Qualifié d’exceptionnel, l’épisode d’inondations qui a traversé la France en juin dernier et dont le coût d’indemnisation dépasse le milliard d’euros, pourrait tout à fait se reproduire de manière plus fréquente, ont alerté Météo-France et des experts le 10 novembre. Plusieurs députés, également maires, ont témoigné, réclamant notamment des informations plus claires et plus précises en période de crise et davantage de moyens pour l’entretien des rivières. C’est dans ce contexte que la ministre de l’Environnement, Ségolène Royal, a réuni le 28 novembre 2016 plusieurs dizaines de territoires pour faire le point sur les stratégies de prévention et de gestion des inondations. Les collectivités qui ont pris en avance la taxe Gemapi*** n’ont pas hésité à l’instaurer pour financer les travaux à venir. Décryptage du dispositif et explications des acronymes (Papi,CMI) pour ne pas couler dans ce sujet vital.

La Dronne à Brantome (Dordogne)
La Dronne à Brantome (Dordogne)

Mme Royal a annoncé à cette occasion un renforcement du dispositif Vigicrues** et insisté sur le rôle des repères de crues, qui font l’objet d’un recensement dans une plateforme nationale opérationnelle depuis peu et accessible à tous. Alors que l’appel à projets pour les programmes d’actions de prévention contre les inondations (Papi) entre dans sa troisième vague (voir notre article dans l’édition du 8 novembre 2016), avec un cahier des charges renouvelé et une consultation en cours du public en vue d’un processus de labellisation simplifié, un point a été fait sur ce dispositif, le 28 novembre au ministère de l’Environnement, en présence de plusieurs dizaines de collectivités directement concernées.
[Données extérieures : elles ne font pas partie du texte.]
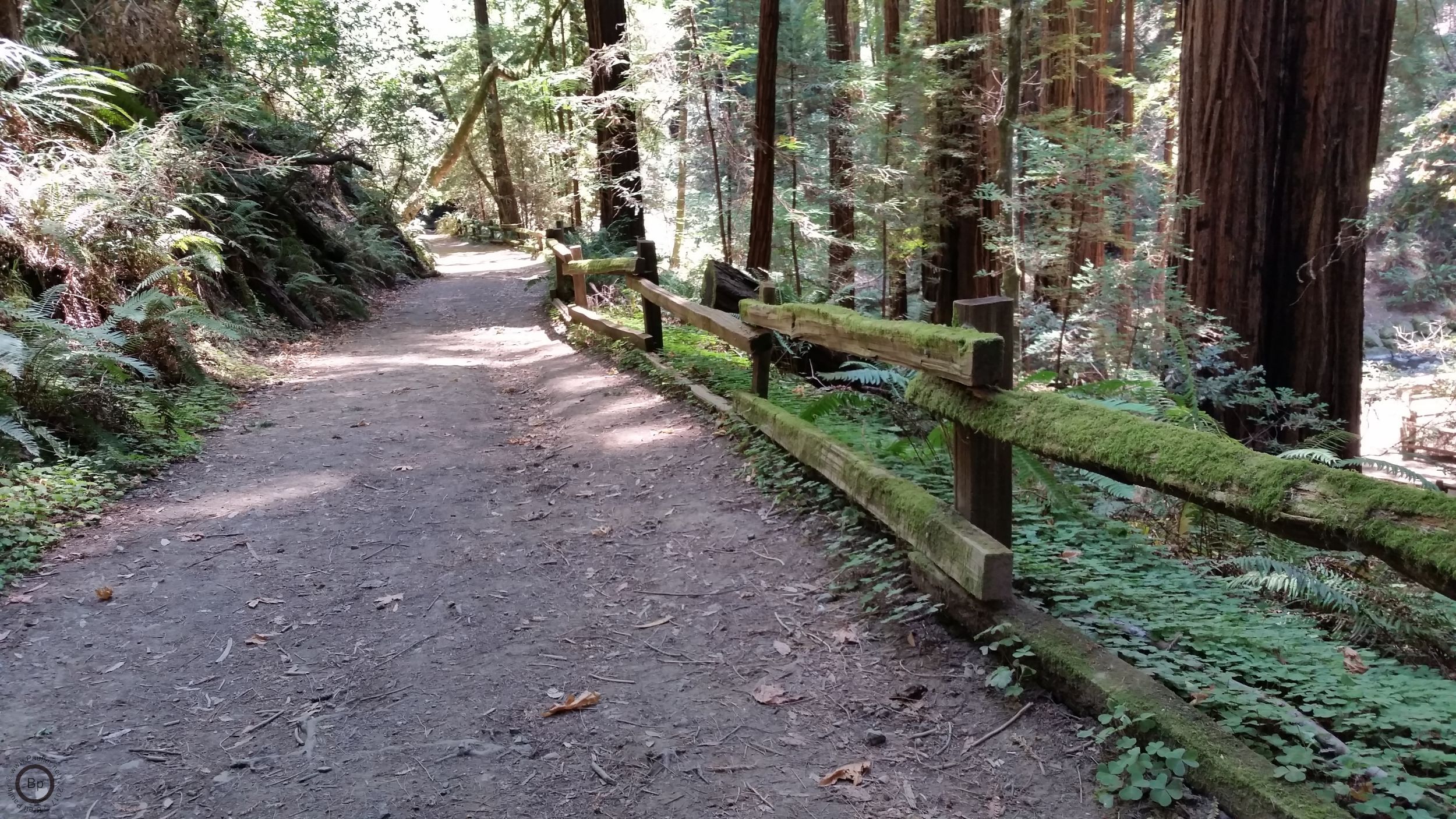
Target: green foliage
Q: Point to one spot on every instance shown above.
(1136, 773)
La barre des 100 Papi labellisés par la commission mixte inondation (CMI) vient d’être atteinte en octobre. Ils sont même près de 130 si l’on inclut ceux labellisés par les instances de bassin (dont le montant est inférieur à 3 millions d’euros). Financement à la clé : 1,5 milliard d’euros en tout, dont 623 millions apportés par l’Etat pour des actions et travaux. « Le nouveau dispositif Papi 3 tient mieux compte des enjeux environnementaux, des inondations par ruissellement, de la consultation du public et de la recherche de solutions alternatives aux projets de travaux », éclaire la ministre.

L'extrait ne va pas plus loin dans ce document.